Interview Questions on Lognormal Distribution

  1. How do you calculate the variance of a lognormal distribution? The variance is calculated using the formula $\text{Var}[X] = (e^{\sigma^2} - 1) e^{2\mu' + \sigma^2}$, where $\mu'$ is the mean and $\sigma$ is the standard deviation of the underlying normal distribution of $\ln(X)$.

  2. What is the formula for the mean of a lognormal distribution? The mean is given by $\mathbb{E}[X] = e^{\mu' + \frac{\sigma^2}{2}}$, where $\mu'$ is the mean and $\sigma$ is the standard deviation of the underlying normal distribution of $\ln(X)$.

  3. How is the geometric mean related to the median in a lognormal distribution? The geometric mean of a lognormal distribution is equal to its median. Both are calculated as $e^{\mu'}$, where $\mu'$ is the mean of the logarithm of the variable.
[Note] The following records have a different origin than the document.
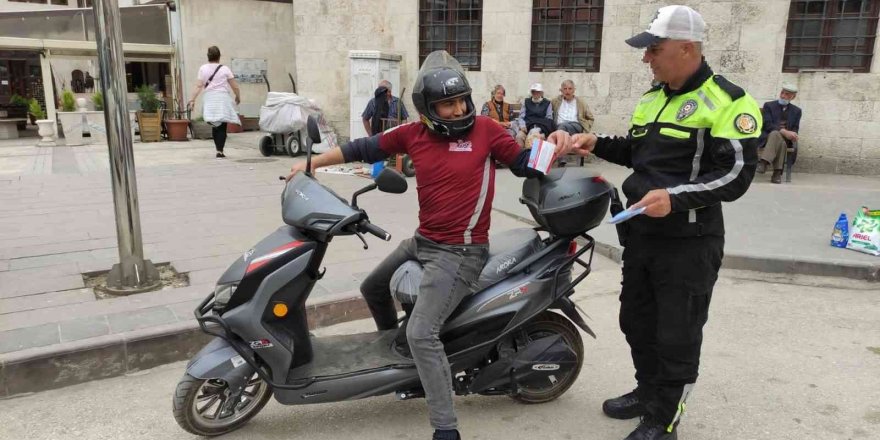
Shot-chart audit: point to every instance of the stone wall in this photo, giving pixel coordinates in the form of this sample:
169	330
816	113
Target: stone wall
840	130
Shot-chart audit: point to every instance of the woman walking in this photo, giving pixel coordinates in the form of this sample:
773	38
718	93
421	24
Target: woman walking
217	80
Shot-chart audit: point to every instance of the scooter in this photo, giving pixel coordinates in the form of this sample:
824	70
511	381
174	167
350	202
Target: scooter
516	336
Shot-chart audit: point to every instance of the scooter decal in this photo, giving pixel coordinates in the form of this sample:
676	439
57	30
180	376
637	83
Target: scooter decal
263	260
261	343
545	367
237	361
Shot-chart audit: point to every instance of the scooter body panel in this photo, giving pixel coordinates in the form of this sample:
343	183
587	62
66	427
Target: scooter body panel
249	320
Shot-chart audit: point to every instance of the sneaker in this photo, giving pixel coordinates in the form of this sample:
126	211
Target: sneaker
446	434
762	166
648	429
776	177
627	406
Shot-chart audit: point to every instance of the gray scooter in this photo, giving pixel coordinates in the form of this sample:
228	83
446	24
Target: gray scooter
516	336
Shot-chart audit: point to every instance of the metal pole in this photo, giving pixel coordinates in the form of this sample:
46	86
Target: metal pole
132	274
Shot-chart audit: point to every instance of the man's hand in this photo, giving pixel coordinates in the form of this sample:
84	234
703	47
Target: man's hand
562	140
583	143
656	203
298	166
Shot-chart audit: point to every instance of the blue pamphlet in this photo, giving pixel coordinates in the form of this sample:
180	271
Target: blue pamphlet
625	215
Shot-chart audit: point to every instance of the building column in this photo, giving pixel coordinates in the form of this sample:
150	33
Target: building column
48	88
  4. Why is the lognormal distribution suitable for modeling positively skewed data? The lognormal distribution inherently produces data with a long right tail (positive skewness) because the underlying distribution of the logarithm is symmetric. Multiplicative processes, which often lead to positive skewness, are naturally modeled by this distribution.
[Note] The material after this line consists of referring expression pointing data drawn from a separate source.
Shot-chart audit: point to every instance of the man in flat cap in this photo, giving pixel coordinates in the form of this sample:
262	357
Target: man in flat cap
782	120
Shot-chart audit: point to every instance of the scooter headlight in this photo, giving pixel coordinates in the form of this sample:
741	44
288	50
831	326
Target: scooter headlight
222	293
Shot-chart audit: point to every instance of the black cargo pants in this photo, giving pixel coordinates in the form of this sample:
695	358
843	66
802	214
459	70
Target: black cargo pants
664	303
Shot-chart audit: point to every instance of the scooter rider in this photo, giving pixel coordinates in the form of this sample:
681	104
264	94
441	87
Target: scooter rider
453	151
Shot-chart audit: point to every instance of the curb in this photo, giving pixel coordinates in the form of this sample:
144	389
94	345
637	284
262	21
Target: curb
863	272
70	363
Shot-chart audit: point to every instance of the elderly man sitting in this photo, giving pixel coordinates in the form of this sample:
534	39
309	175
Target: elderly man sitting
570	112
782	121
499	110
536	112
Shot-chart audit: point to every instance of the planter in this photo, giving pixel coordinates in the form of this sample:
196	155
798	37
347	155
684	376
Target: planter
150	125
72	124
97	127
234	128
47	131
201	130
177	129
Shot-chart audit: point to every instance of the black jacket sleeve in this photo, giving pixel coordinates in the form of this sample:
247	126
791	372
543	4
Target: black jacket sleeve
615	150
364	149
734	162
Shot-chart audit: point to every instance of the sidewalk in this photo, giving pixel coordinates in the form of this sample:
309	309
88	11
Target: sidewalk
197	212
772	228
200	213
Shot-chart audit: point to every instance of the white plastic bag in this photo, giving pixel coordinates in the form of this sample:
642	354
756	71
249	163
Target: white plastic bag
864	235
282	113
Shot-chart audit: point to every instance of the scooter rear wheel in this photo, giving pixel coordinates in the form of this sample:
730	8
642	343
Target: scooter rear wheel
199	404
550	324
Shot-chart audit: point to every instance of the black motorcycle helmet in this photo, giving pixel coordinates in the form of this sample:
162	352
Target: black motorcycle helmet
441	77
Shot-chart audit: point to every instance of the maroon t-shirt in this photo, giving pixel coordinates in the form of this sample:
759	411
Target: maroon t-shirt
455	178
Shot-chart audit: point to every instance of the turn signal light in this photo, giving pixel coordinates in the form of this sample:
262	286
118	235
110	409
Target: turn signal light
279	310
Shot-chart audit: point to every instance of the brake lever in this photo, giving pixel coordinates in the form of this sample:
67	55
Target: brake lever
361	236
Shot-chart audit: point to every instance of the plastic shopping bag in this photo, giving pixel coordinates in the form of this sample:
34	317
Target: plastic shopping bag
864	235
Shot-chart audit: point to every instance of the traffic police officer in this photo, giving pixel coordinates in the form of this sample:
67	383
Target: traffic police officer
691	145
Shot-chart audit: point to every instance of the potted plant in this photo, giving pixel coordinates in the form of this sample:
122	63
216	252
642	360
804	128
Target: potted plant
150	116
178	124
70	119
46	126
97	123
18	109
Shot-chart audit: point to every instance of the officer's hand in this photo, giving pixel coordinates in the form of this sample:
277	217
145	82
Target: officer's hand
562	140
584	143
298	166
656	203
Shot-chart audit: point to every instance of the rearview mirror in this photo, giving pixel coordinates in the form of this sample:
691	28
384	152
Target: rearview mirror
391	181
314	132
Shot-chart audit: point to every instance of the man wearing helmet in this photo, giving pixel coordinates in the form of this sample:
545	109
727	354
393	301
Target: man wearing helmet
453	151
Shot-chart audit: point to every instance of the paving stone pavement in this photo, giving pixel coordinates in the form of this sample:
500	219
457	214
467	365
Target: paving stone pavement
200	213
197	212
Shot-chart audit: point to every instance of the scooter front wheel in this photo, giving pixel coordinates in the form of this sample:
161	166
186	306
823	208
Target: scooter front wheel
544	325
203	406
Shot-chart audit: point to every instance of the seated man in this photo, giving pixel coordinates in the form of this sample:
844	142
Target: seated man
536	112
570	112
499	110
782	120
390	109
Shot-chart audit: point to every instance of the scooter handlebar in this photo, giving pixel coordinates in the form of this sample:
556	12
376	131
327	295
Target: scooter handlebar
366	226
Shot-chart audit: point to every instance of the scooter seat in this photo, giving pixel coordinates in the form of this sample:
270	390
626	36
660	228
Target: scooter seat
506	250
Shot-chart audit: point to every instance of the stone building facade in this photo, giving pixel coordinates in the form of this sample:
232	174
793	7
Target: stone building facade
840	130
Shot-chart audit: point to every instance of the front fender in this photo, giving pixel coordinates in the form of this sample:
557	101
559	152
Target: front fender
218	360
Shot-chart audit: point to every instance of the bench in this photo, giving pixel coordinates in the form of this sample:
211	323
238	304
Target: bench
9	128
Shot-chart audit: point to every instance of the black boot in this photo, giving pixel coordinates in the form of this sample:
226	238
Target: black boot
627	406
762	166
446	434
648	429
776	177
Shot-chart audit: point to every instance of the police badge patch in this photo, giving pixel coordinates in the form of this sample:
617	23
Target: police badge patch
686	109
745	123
  5. Can you explain the steps to compute the mean population using lognormal parameters? First, find $\mu'$ by taking the natural logarithm of the median population ($\mu' = \ln(\text{Median})$). Then, calculate $\sigma^2$ from the given geometric standard deviation ($\sigma$) as $\sigma^2 = (\ln(\text{Geometric Standard Deviation}))^2$. Finally, plug $\mu'$ and $\sigma^2$ into the mean formula: $\mathbb{E}[X] = e^{\mu' + \frac{\sigma^2}{2}}$.

  6. How does the variance formula of a lognormal distribution differ from that of a normal distribution? The variance of a normal distribution is simply $\sigma^2$. The variance of a lognormal distribution is $\text{Var}[X] = (e^{\sigma^2} - 1) e^{2\mu' + \sigma^2}$. The lognormal variance depends on both the mean ($\mu'$) and standard deviation ($\sigma$) of the log-transformed variable, and it grows much faster with increasing $\sigma$ due to the exponential terms.

  7. In what fields is the lognormal distribution commonly applied? It's applied in finance (asset returns), biology (cell sizes), environmental science (pollutant levels), reliability engineering (failure times), and economics (income distributions).

  8. What does the geometric standard deviation represent in a lognormal distribution? The geometric standard deviation ($e^\sigma$) represents the multiplicative spread of the distribution. It indicates how much the data typically deviates from the median on a percentage basis. A value of $e^\sigma = 2$ means that roughly 68% of the data falls between Median/$e^\sigma$ and Median $\times e^\sigma$.

  9. How do you interpret the parameters $\mu'$ and $\sigma$ in the lognormal mean and variance formulas? $\mu'$ is the mean of the natural logarithm of the random variable ($\ln(X)$), and it determines the location of the distribution's peak. $\sigma$ is the standard deviation of $\ln(X)$, and it controls the spread or skewness of the distribution. A larger $\sigma$ leads to greater skewness and a wider spread.

  10. Can you provide a real-world example where the lognormal distribution is used and explain the calculation of its mean or variance? Consider the income distribution of a country. If incomes are found to follow a lognormal distribution, and we determine that the mean of the log of incomes ($\mu'$) is 10 (natural log units) and the standard deviation of the log of incomes ($\sigma$) is 0.5, then:

    • The median income is $e^{10} \approx $22,026$.
    • The average (mean) income is $e^{10 + 0.5^2/2} = e^{10 + 0.125} = e^{10.125} \approx $24,963$.
    • The variance of income is $(e^{0.5^2} - 1)e^{2(10) + 0.5^2} = (e^{0.25} - 1)e^{20.25} \approx (1.284 - 1)e^{20.25} \approx 0.284 \times 5.107 \times 10^8 \approx 1.45 \times 10^8$. This illustrates how even a moderate $\sigma$ can lead to a large variance when $\mu'$ is large.